Here is some more on assumed background and recommendations on what to read.
Language and linguistics
You have to be familiar with some core concepts of linguistics, like "parts of speech" and "sentence structure". If you have not taken any courses in linguistics or NLP/Computational Linguistics you should consult some of the following.
- Chapter 3, "Linguistic Essentials", p. 81-115, in Manning and Schütze: Foundations of Statistical Natural Language Processing. This is the best overview for what will be assumed in the course. Unfortunately, the book is not online, but you find it in the library.
- You are recommended to acquire Jurafsky and Martin, Speech and Language Processing, anyhow. The sections 3.1 + 12.1-12.3 introduce some of the key concepts of morphology and syntax.
- You are also recommended to read sections 8.1-8.3 in the NLTK book: Natural Language Processing with Python, by Bird, Klein and Loper
Programming in Python
The course will not be a heavy programming course, but you have to be able to write programs to solve simple tasks. Moreover, many of the tools we will use are Python modules. We assume that you know how to program and that you are able to learn yourself Python if you are not already familiar with it. Sources for learning Python includes
- The official Python documentation, in particular the Tutorial and Library. (We recommend Python 3.x.x this semester)
- Think Python: How to Think Like a Computer Scientist is an easy introduction to Python
- Also the first four chapters of the NLTK book gives a Python introduction.
The Natural Language Toolkit (NLKT)
This toolkit is used in several bachelor courses. We will also use parts of chapter 6 and chapter 7 in this course. You are advised to familiarize yourself with the 3 first chapters of the book as soon as possible, in particular chapter 1 and chapter 2, sec. 2.1-2.2.
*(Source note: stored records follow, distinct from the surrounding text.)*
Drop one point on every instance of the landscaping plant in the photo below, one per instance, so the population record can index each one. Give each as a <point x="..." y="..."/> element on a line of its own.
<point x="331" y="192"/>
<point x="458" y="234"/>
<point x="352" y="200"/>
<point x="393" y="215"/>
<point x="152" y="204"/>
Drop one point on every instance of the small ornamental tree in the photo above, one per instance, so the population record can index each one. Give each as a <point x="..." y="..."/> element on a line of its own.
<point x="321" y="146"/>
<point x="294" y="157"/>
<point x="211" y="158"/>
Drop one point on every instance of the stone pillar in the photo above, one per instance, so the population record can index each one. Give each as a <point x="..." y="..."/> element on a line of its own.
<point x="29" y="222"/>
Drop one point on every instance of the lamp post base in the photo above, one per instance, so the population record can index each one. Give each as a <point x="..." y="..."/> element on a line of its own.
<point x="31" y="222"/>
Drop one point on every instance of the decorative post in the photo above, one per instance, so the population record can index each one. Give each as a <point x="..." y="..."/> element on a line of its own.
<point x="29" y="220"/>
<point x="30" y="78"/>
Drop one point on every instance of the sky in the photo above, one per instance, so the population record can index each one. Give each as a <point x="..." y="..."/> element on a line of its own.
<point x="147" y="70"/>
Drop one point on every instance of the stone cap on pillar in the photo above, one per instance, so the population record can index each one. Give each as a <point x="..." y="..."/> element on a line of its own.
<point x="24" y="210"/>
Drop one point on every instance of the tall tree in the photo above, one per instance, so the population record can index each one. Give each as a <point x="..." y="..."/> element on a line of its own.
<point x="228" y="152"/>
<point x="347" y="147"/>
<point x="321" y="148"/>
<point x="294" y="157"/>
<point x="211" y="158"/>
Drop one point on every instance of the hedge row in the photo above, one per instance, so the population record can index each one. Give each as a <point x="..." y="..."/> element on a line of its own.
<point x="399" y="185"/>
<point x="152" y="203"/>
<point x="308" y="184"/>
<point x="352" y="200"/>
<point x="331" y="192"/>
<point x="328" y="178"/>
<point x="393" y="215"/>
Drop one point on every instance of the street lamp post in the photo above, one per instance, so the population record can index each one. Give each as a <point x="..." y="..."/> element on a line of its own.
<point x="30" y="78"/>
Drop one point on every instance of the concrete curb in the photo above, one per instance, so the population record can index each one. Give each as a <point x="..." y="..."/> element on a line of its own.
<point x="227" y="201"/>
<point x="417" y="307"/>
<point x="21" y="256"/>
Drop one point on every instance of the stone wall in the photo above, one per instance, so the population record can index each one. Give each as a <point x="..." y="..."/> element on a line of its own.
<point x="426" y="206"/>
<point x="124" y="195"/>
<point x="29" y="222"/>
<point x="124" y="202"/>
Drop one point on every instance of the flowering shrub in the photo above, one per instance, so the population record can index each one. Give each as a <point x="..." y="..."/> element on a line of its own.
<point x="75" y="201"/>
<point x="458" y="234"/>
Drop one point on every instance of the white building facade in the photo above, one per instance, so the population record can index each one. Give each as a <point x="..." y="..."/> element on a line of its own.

Probability theory and Statistics
Since we don't presuppose any background in Probability theory and Statistics, we will give a crash course in the form of one or to tutorials on the basic concepts. Do you need a book on statistics? We will cover all the concepts on the slides, so a book is not strictly required. But it could be useful with some more explanations and examples than what we reach to cover in class.
- If you already own a book on statistics, that will probably suffice, e.g. the STK1000 book, Moore and McCabe, Introduction to the Practice of Statistics.
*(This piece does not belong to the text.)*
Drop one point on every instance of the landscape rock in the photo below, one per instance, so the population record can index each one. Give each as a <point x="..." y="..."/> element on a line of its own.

- I like Gonnick and Smith's, The Cartoon Guide to Statistics. It is mostly drawings - not too many words, but it covers the essentials.
- Statistics in a Nutshell by Sarah Boslaugh covers what we we need in not too many pages, and in roughly the same order as we will present the material.
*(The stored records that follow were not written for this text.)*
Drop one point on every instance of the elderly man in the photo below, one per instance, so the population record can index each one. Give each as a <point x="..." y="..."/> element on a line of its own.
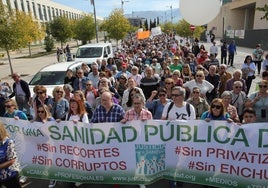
<point x="80" y="81"/>
<point x="178" y="109"/>
<point x="107" y="111"/>
<point x="149" y="82"/>
<point x="94" y="75"/>
<point x="237" y="76"/>
<point x="22" y="93"/>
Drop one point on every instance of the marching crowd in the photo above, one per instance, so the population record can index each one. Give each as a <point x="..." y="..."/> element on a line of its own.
<point x="154" y="78"/>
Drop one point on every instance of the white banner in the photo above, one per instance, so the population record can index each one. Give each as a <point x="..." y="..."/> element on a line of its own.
<point x="216" y="153"/>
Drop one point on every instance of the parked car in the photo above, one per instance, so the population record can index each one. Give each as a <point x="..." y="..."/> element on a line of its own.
<point x="53" y="75"/>
<point x="89" y="53"/>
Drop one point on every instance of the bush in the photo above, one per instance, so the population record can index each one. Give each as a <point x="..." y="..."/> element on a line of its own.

- There are several free book and courses on statistics on the internet. You may look around. I have taken a first look at the OpenIntro Statistics. So far it looks promising. It covers what we need and is not too technical. The main challenge is that it also covers a lot more.
- In earlier semesters some students recommended Khan academy
What first?
Question: If I Lack some of this background, in which order should I attack it?
- If you lack experience with Python and NLTK, that is most urgent. We are going to use it from the first week.
- Then, if you don't have knowledge of linguistics, that's next on your agenda.
- If you already know Python, NLTK and some linguistics, say you have taken INF2820 Computational Linguistics, it is time for probabilities and statistics. As said, we will have some tutorials, but is wise to start ahead and use the first weeks of the semester.